Technology
Data Content
The primary data objects in TreeBASE are bibliographic references to published
phylogenetic studies, taxon by character data matrices, and phylogenetic trees
resulting from the analysis of such data matrices. Information is also
available that links data matrices and trees, including types of analyses
performed, software used, etc. Wherever possible, taxon labels are mapped to
uBio's name services and NCBI's taxonomy.
Implementation Technologies
Source Code
Development of TreeBASE
is hosted at SourceForge. All source code can be downloaded from the
TreeBASE
subversion repository at SourceForge under a BSD license.

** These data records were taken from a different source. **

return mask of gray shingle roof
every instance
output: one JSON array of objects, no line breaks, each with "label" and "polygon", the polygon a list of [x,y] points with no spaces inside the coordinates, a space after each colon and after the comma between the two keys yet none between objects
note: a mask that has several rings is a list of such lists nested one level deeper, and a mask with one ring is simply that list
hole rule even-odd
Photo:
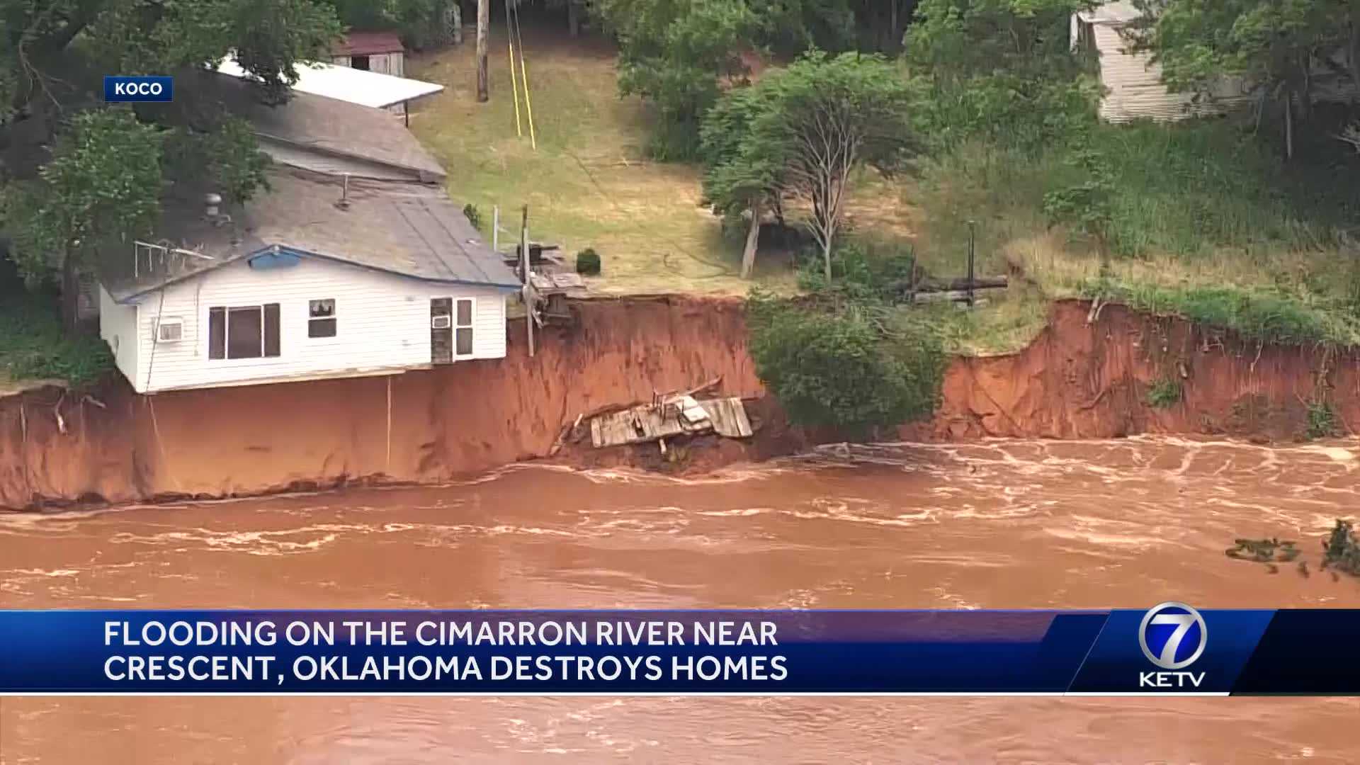
[{"label": "gray shingle roof", "polygon": [[151,272],[143,263],[135,276],[129,248],[103,259],[105,289],[126,302],[272,246],[427,282],[520,286],[442,189],[351,178],[341,208],[339,178],[276,166],[269,184],[269,193],[220,226],[204,219],[201,189],[184,189],[165,203],[159,235],[207,257],[174,257]]},{"label": "gray shingle roof", "polygon": [[[99,275],[124,302],[273,246],[427,282],[514,289],[515,275],[441,186],[443,167],[379,109],[295,93],[280,106],[254,99],[253,84],[215,72],[228,110],[250,120],[275,159],[271,189],[243,208],[223,210],[230,223],[204,216],[201,185],[178,185],[162,200],[156,244],[205,257],[169,257],[133,267],[133,248],[106,253]],[[351,173],[348,204],[340,201]],[[146,256],[143,256],[146,257]]]},{"label": "gray shingle roof", "polygon": [[194,76],[204,90],[214,88],[228,110],[250,121],[267,151],[277,142],[321,155],[366,159],[422,181],[447,176],[392,113],[298,91],[287,103],[269,106],[256,98],[256,84],[249,80],[218,72]]}]

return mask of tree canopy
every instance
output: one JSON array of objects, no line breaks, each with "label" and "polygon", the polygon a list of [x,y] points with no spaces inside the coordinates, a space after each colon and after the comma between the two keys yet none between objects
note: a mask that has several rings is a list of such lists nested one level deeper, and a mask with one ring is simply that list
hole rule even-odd
[{"label": "tree canopy", "polygon": [[1337,78],[1360,90],[1357,0],[1134,0],[1142,18],[1127,35],[1161,65],[1172,91],[1210,97],[1228,76],[1280,105],[1285,148],[1306,117],[1316,82]]},{"label": "tree canopy", "polygon": [[806,310],[763,295],[749,308],[751,358],[789,421],[864,436],[928,417],[944,378],[944,350],[919,321],[885,331],[866,306]]},{"label": "tree canopy", "polygon": [[910,91],[876,54],[812,52],[724,95],[703,128],[704,200],[732,211],[760,200],[805,201],[827,279],[851,174],[899,166],[913,147]]},{"label": "tree canopy", "polygon": [[30,283],[148,233],[162,180],[207,173],[231,201],[265,182],[249,127],[178,102],[105,105],[102,75],[182,75],[235,52],[277,102],[294,64],[325,57],[340,34],[321,0],[0,0],[0,222]]},{"label": "tree canopy", "polygon": [[907,29],[918,132],[941,148],[970,137],[1042,148],[1095,117],[1096,78],[1072,50],[1072,15],[1092,0],[921,0]]}]

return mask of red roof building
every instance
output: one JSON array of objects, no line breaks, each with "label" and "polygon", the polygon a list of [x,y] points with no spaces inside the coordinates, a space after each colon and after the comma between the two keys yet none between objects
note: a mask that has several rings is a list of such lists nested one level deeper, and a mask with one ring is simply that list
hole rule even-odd
[{"label": "red roof building", "polygon": [[381,56],[404,53],[405,46],[394,31],[351,31],[330,50],[332,56]]}]

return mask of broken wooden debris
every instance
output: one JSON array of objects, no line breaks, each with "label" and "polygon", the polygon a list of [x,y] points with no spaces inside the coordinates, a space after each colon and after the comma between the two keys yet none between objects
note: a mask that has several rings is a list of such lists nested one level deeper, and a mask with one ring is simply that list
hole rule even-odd
[{"label": "broken wooden debris", "polygon": [[728,438],[751,437],[751,419],[740,397],[699,400],[690,395],[670,395],[590,419],[590,442],[596,448],[710,432]]}]

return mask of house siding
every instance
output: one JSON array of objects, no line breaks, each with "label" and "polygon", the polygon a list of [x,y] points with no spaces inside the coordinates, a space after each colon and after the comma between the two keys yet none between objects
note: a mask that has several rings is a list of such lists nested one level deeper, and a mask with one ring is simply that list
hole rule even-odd
[{"label": "house siding", "polygon": [[137,306],[118,305],[99,286],[99,336],[113,351],[114,366],[129,380],[137,374]]},{"label": "house siding", "polygon": [[1108,91],[1100,101],[1100,117],[1110,123],[1130,120],[1182,120],[1221,113],[1250,98],[1240,82],[1224,78],[1213,99],[1195,103],[1187,93],[1171,93],[1161,83],[1161,67],[1148,53],[1127,53],[1119,29],[1092,25],[1100,53],[1100,82]]},{"label": "house siding", "polygon": [[[1072,39],[1077,44],[1081,22],[1073,16]],[[1108,123],[1130,120],[1183,120],[1221,114],[1244,106],[1258,93],[1242,78],[1223,76],[1214,83],[1209,98],[1198,102],[1189,93],[1171,93],[1161,83],[1161,67],[1148,53],[1126,52],[1129,42],[1119,34],[1121,25],[1089,23],[1088,29],[1100,54],[1100,82],[1107,93],[1100,99],[1100,117]],[[1350,101],[1357,90],[1337,78],[1325,64],[1315,67],[1315,101]]]},{"label": "house siding", "polygon": [[[139,299],[140,343],[131,377],[133,388],[146,393],[428,366],[434,297],[476,301],[473,354],[457,361],[503,358],[505,295],[495,287],[435,284],[314,257],[269,270],[238,261]],[[309,302],[328,298],[336,301],[336,336],[309,338]],[[280,355],[208,358],[209,308],[273,302],[279,304]],[[184,321],[180,342],[154,342],[160,316]]]}]

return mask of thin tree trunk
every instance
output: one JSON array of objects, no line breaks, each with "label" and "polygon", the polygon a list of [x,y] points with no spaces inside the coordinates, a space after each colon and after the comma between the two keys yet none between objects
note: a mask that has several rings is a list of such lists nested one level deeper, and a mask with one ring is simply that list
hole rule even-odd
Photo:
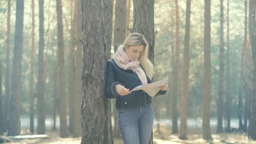
[{"label": "thin tree trunk", "polygon": [[253,90],[251,97],[252,115],[248,130],[248,137],[256,140],[256,0],[250,0],[249,3],[249,33],[252,48],[253,70]]},{"label": "thin tree trunk", "polygon": [[203,138],[211,139],[210,127],[211,92],[210,0],[204,0],[203,77]]},{"label": "thin tree trunk", "polygon": [[12,95],[9,118],[9,135],[20,135],[20,97],[21,95],[21,68],[23,49],[24,0],[16,1],[16,20],[12,75]]},{"label": "thin tree trunk", "polygon": [[[73,3],[74,1],[71,0],[71,28],[69,32],[70,36],[69,37],[69,130],[71,134],[73,134],[73,127],[74,123],[74,95],[75,94],[74,88],[75,88],[75,59],[74,59],[74,49],[75,45],[74,44],[74,40],[76,39],[76,36],[75,36],[74,32],[75,27],[76,26],[76,20],[74,20],[75,16],[77,14],[77,0],[74,1],[74,6],[73,6]],[[74,13],[73,13],[73,12]]]},{"label": "thin tree trunk", "polygon": [[39,43],[38,49],[38,77],[37,78],[37,134],[45,132],[45,116],[44,113],[44,62],[43,51],[44,39],[43,0],[39,0]]},{"label": "thin tree trunk", "polygon": [[4,98],[4,102],[3,102],[3,131],[6,132],[9,127],[8,118],[10,115],[10,19],[11,14],[11,0],[8,0],[8,12],[7,17],[7,39],[6,40],[6,68],[5,70],[5,93]]},{"label": "thin tree trunk", "polygon": [[67,126],[67,109],[65,82],[64,45],[62,23],[61,0],[56,0],[58,25],[58,63],[59,65],[59,93],[60,136],[67,137],[69,134]]},{"label": "thin tree trunk", "polygon": [[180,68],[180,35],[179,35],[179,5],[178,0],[175,0],[176,10],[176,48],[174,56],[174,85],[173,85],[172,99],[172,133],[178,133],[178,124],[177,112],[177,97],[179,91],[179,68]]},{"label": "thin tree trunk", "polygon": [[217,101],[217,133],[222,132],[222,113],[223,105],[223,81],[224,76],[224,38],[223,36],[223,0],[220,0],[220,69],[219,71],[219,88]]},{"label": "thin tree trunk", "polygon": [[81,125],[81,111],[80,111],[81,96],[82,95],[82,48],[81,43],[78,39],[81,39],[82,35],[82,10],[81,2],[80,0],[77,1],[77,6],[76,15],[74,16],[75,21],[77,22],[76,26],[75,26],[76,29],[76,39],[75,39],[75,43],[76,46],[75,49],[75,86],[74,92],[74,124],[73,124],[73,136],[75,137],[81,137],[82,130]]},{"label": "thin tree trunk", "polygon": [[31,33],[31,52],[30,56],[30,130],[32,134],[34,134],[34,57],[35,47],[35,6],[34,0],[31,0],[32,8],[32,33]]},{"label": "thin tree trunk", "polygon": [[[97,6],[97,7],[95,7]],[[82,1],[83,53],[82,144],[111,144],[108,115],[108,100],[104,96],[107,60],[104,1]],[[93,14],[94,16],[91,15]],[[97,91],[95,91],[97,88]]]},{"label": "thin tree trunk", "polygon": [[127,29],[129,27],[130,24],[130,8],[131,8],[131,0],[126,0],[126,24],[125,24],[125,37],[127,37],[129,36],[131,33],[130,31]]},{"label": "thin tree trunk", "polygon": [[126,23],[126,0],[116,0],[114,30],[114,50],[116,52],[118,47],[123,44],[125,36]]},{"label": "thin tree trunk", "polygon": [[183,69],[182,71],[182,95],[181,103],[181,126],[179,137],[180,139],[187,139],[187,101],[188,97],[188,75],[190,57],[189,55],[189,36],[190,33],[190,0],[187,1],[187,10],[186,11],[186,30],[185,33],[185,42],[184,44],[184,56],[183,57]]},{"label": "thin tree trunk", "polygon": [[230,98],[230,46],[229,46],[229,0],[227,0],[227,18],[226,20],[226,116],[227,120],[227,126],[226,131],[230,131],[230,105],[232,105]]}]

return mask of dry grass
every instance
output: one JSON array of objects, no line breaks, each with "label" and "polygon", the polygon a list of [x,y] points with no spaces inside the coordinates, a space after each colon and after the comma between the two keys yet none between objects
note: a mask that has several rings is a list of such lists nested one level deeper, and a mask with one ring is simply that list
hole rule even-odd
[{"label": "dry grass", "polygon": [[[211,134],[213,139],[205,141],[202,138],[201,129],[196,128],[189,128],[187,131],[188,140],[179,139],[178,134],[172,134],[171,128],[164,124],[160,125],[160,132],[157,131],[157,128],[154,127],[153,140],[156,144],[255,144],[256,141],[248,139],[246,135],[241,133],[216,134],[215,128],[212,128]],[[28,134],[28,130],[23,130],[22,134]],[[13,141],[9,144],[80,144],[81,137],[62,138],[59,137],[58,131],[46,131],[46,134],[52,137],[49,139],[35,139],[23,140]],[[122,140],[114,139],[115,144],[122,144]]]}]

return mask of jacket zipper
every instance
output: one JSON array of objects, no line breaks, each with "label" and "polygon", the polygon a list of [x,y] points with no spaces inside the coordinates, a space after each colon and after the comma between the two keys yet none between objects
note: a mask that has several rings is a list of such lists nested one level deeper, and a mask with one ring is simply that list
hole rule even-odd
[{"label": "jacket zipper", "polygon": [[144,91],[143,91],[144,92],[144,101],[145,101],[145,105],[146,105],[146,94],[145,94],[145,92],[144,92]]}]

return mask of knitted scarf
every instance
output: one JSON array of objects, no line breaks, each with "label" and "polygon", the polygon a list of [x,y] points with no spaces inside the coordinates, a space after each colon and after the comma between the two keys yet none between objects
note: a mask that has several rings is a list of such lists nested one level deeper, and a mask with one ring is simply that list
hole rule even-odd
[{"label": "knitted scarf", "polygon": [[115,62],[119,68],[124,70],[131,69],[136,73],[142,84],[147,84],[147,77],[144,71],[139,65],[139,60],[138,59],[134,61],[130,59],[124,49],[123,45],[118,48],[112,57]]}]

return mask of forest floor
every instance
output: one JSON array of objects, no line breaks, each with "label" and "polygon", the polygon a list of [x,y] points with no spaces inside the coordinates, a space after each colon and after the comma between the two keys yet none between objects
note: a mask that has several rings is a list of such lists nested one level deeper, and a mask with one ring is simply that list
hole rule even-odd
[{"label": "forest floor", "polygon": [[[161,132],[157,132],[157,127],[153,128],[153,141],[156,144],[255,144],[256,141],[249,139],[243,133],[233,132],[230,133],[216,134],[216,128],[211,128],[213,140],[205,141],[202,138],[200,128],[188,128],[187,131],[188,140],[182,140],[178,138],[179,134],[171,134],[171,128],[164,124],[160,125]],[[23,129],[22,134],[28,134],[29,130]],[[14,141],[8,144],[80,144],[81,137],[60,138],[59,131],[46,131],[46,134],[51,136],[50,139],[24,139]],[[115,144],[122,144],[121,139],[114,139]]]}]

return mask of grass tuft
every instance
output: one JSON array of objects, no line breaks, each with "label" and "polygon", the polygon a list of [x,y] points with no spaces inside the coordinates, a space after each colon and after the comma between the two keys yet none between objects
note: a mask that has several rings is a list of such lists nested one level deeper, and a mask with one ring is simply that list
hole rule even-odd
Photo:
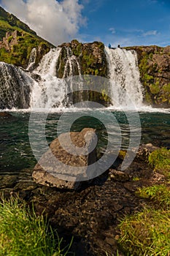
[{"label": "grass tuft", "polygon": [[64,253],[43,215],[18,198],[0,203],[0,256],[65,256],[71,246]]},{"label": "grass tuft", "polygon": [[157,149],[149,156],[149,162],[155,170],[170,178],[170,150],[165,148]]},{"label": "grass tuft", "polygon": [[167,208],[170,206],[170,188],[166,185],[154,185],[139,188],[137,195],[149,199],[154,203],[155,208]]},{"label": "grass tuft", "polygon": [[119,227],[118,243],[126,255],[169,255],[170,211],[147,207],[126,217]]}]

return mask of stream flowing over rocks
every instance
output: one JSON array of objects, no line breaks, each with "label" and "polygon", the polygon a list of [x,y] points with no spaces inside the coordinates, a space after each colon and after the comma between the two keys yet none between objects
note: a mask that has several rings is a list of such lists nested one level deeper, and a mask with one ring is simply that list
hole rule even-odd
[{"label": "stream flowing over rocks", "polygon": [[[96,161],[96,148],[90,150],[94,145],[95,135],[95,129],[92,128],[84,128],[80,132],[61,134],[52,141],[49,150],[34,167],[33,178],[43,185],[77,189],[82,178],[90,179],[91,174],[88,173],[88,165]],[[72,146],[72,154],[69,153],[68,149]],[[82,154],[79,154],[79,149]],[[95,171],[93,170],[93,173]]]},{"label": "stream flowing over rocks", "polygon": [[111,169],[90,183],[82,183],[77,191],[38,184],[32,178],[33,170],[27,169],[19,176],[1,176],[0,195],[7,198],[18,195],[30,206],[34,203],[36,214],[47,214],[52,227],[64,238],[63,244],[74,236],[71,250],[75,255],[116,255],[120,220],[142,210],[144,204],[135,191],[163,181],[163,176],[147,163],[148,154],[155,148],[151,144],[142,146],[124,172],[120,170],[120,154]]}]

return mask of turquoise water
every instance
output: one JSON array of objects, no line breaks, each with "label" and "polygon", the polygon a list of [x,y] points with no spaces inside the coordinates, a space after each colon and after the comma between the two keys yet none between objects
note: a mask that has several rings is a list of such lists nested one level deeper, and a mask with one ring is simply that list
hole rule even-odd
[{"label": "turquoise water", "polygon": [[[97,145],[97,152],[100,154],[104,152],[107,144],[107,128],[101,121],[96,118],[88,116],[88,112],[83,113],[87,116],[79,118],[73,123],[71,127],[72,131],[80,131],[84,127],[92,127],[96,129],[98,137]],[[112,111],[113,118],[104,112],[99,113],[105,116],[107,128],[109,129],[111,138],[114,145],[119,144],[120,132],[121,136],[121,148],[127,149],[129,145],[131,136],[128,121],[125,113],[119,111]],[[36,160],[32,153],[28,137],[28,121],[29,113],[10,112],[12,118],[0,118],[0,172],[1,174],[18,173],[20,170],[32,167],[35,165]],[[43,144],[41,145],[41,114],[36,113],[36,128],[35,131],[35,144],[38,143],[41,150],[38,154],[39,157],[45,151],[46,148]],[[57,137],[57,125],[61,117],[61,113],[53,113],[48,114],[46,121],[46,138],[50,143]],[[133,116],[133,113],[131,113]],[[72,116],[71,112],[65,113],[66,124],[63,121],[63,127],[59,132],[62,131],[67,126],[66,119]],[[163,113],[139,113],[142,138],[141,143],[152,143],[159,146],[166,146],[170,148],[170,114]],[[117,120],[120,126],[117,129]],[[37,129],[38,127],[38,129]],[[138,127],[134,124],[133,132],[138,135],[140,132]],[[135,136],[134,136],[135,137]],[[135,140],[135,139],[134,139]]]}]

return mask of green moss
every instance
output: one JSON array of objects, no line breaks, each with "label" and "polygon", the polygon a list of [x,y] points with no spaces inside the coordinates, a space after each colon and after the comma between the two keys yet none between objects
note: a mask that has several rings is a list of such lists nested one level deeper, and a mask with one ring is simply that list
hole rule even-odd
[{"label": "green moss", "polygon": [[157,81],[155,83],[151,84],[150,86],[150,92],[152,94],[157,94],[160,91],[159,82]]},{"label": "green moss", "polygon": [[170,177],[170,150],[161,148],[152,152],[149,157],[150,164],[167,177]]},{"label": "green moss", "polygon": [[170,83],[165,84],[165,85],[163,86],[163,90],[165,92],[170,92]]},{"label": "green moss", "polygon": [[[50,48],[50,45],[40,39],[34,37],[27,32],[22,32],[23,36],[18,37],[18,43],[13,45],[11,50],[7,50],[4,48],[0,49],[0,61],[16,66],[26,67],[31,52],[34,48],[44,49],[43,53],[47,53]],[[9,37],[9,40],[12,37]],[[39,56],[40,57],[40,56]],[[41,56],[42,57],[42,56]],[[37,60],[37,62],[39,61]]]}]

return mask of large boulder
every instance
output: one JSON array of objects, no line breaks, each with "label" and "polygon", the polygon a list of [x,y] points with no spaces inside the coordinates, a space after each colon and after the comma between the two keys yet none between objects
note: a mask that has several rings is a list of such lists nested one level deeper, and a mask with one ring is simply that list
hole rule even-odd
[{"label": "large boulder", "polygon": [[96,135],[92,128],[60,135],[34,167],[33,178],[43,185],[77,189],[81,181],[94,176],[95,168],[89,173],[88,166],[96,161]]}]

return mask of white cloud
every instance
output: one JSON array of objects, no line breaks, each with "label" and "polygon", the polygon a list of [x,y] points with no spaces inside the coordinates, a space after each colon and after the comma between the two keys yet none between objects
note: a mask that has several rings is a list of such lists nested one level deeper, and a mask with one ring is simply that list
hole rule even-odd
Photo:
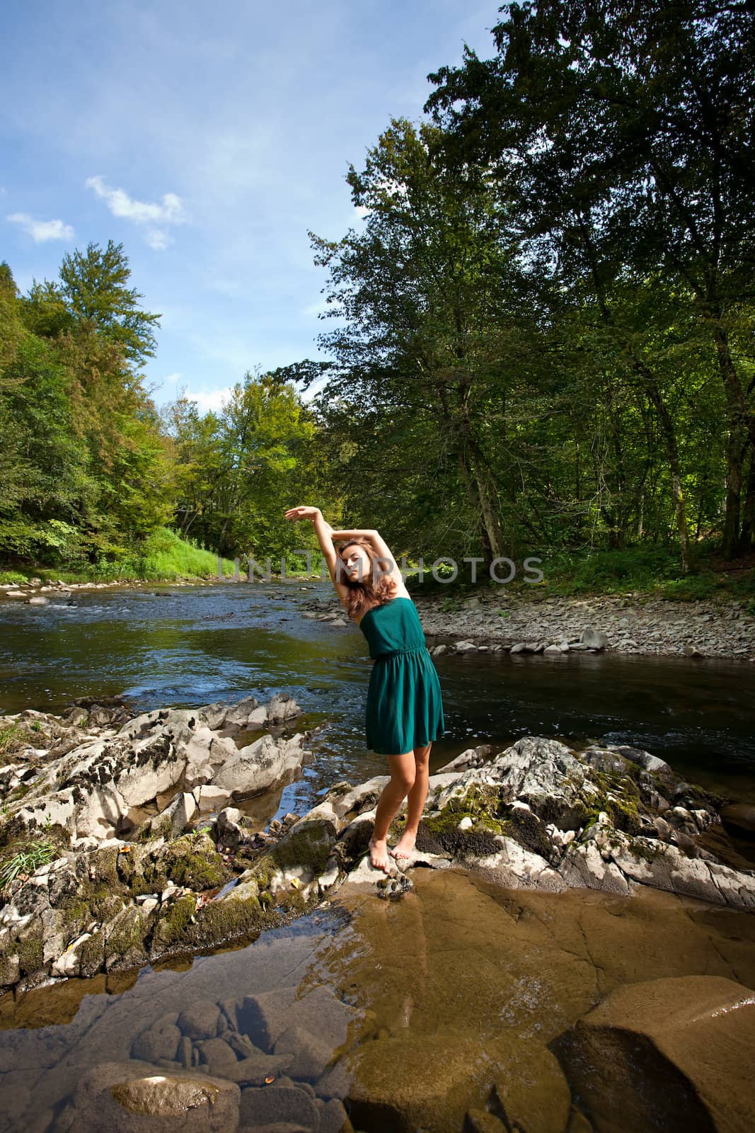
[{"label": "white cloud", "polygon": [[45,240],[72,240],[74,229],[62,220],[34,220],[28,213],[11,213],[6,220],[14,224],[20,224],[35,244],[44,244]]},{"label": "white cloud", "polygon": [[87,177],[84,184],[106,203],[113,216],[122,216],[145,228],[145,239],[155,252],[163,252],[171,242],[164,225],[186,223],[183,204],[175,193],[164,193],[162,204],[155,204],[135,201],[125,189],[109,188],[100,176]]},{"label": "white cloud", "polygon": [[191,393],[187,391],[186,397],[189,401],[196,401],[205,412],[208,409],[217,412],[223,408],[223,402],[228,401],[231,397],[231,386],[229,385],[224,390],[211,390],[209,393]]}]

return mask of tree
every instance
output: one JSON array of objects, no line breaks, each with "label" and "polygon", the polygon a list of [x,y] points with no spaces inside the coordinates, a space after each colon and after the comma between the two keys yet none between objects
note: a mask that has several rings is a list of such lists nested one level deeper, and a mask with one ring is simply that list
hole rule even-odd
[{"label": "tree", "polygon": [[[428,108],[467,162],[490,169],[523,239],[566,286],[587,279],[658,416],[688,564],[679,441],[652,366],[609,295],[655,274],[683,289],[709,335],[727,404],[723,545],[741,546],[755,444],[752,335],[755,177],[752,6],[662,0],[507,6],[498,54],[430,76]],[[753,477],[755,487],[755,477]],[[749,506],[749,505],[748,505]],[[747,509],[746,509],[747,510]],[[749,506],[749,512],[753,506]]]}]

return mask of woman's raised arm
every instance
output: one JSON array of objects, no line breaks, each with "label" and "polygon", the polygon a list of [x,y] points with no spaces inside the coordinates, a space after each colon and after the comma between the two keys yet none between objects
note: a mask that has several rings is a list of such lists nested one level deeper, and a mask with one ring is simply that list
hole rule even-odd
[{"label": "woman's raised arm", "polygon": [[327,523],[323,517],[323,512],[319,508],[290,508],[285,513],[286,519],[311,519],[312,527],[315,528],[315,534],[317,535],[317,542],[320,545],[320,551],[323,552],[323,557],[328,564],[328,571],[331,574],[331,580],[338,591],[338,595],[345,594],[349,587],[341,582],[336,578],[336,560],[338,557],[335,547],[333,546],[333,539],[335,533],[329,523]]}]

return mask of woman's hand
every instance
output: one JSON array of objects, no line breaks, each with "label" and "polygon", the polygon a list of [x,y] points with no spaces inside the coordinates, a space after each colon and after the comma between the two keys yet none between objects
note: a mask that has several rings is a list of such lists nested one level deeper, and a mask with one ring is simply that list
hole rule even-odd
[{"label": "woman's hand", "polygon": [[320,514],[319,508],[289,508],[285,513],[286,519],[316,519]]}]

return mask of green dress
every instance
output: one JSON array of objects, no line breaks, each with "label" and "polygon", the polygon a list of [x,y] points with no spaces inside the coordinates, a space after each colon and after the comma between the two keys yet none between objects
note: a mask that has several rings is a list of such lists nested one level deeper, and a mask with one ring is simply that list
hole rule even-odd
[{"label": "green dress", "polygon": [[367,747],[380,756],[424,748],[445,730],[437,670],[411,598],[368,610],[359,623],[375,658],[367,689]]}]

Documentation on installing and running TreeBASE can be
found at the
TreeBASE wiki.
Architecture
TreeBASE has a tiered Java-based architecture using the Hibernate and Spring
frameworks built on a PostgreSQL database. The following schematic illustrates
the content and features of this software stack:
-
TreeBASE stores alignments, character matrices, and trees used for research
that is published in peer-reviewed journals and books.
-
Each study has one or more analyses; each analysis has one or more steps;
each step associates matrices and trees with algorithms and software.
-
Each row of sequence alignments or coded characters has a taxon label that
maps to leaf nodes on associated trees. Trees are hashed to allow topological
querying.
-
Each row in a character matrix can be subdivided into one or more row segments;
each row segment can have associated specimen, tissue, or gene sequence metadata.
-
Names in the rows of a matrix and in row segment metadata can independently
map to a dictionary of name variants, which maps to a taxonomy. This taxonomy will
be mapped to a classification tree in the next release.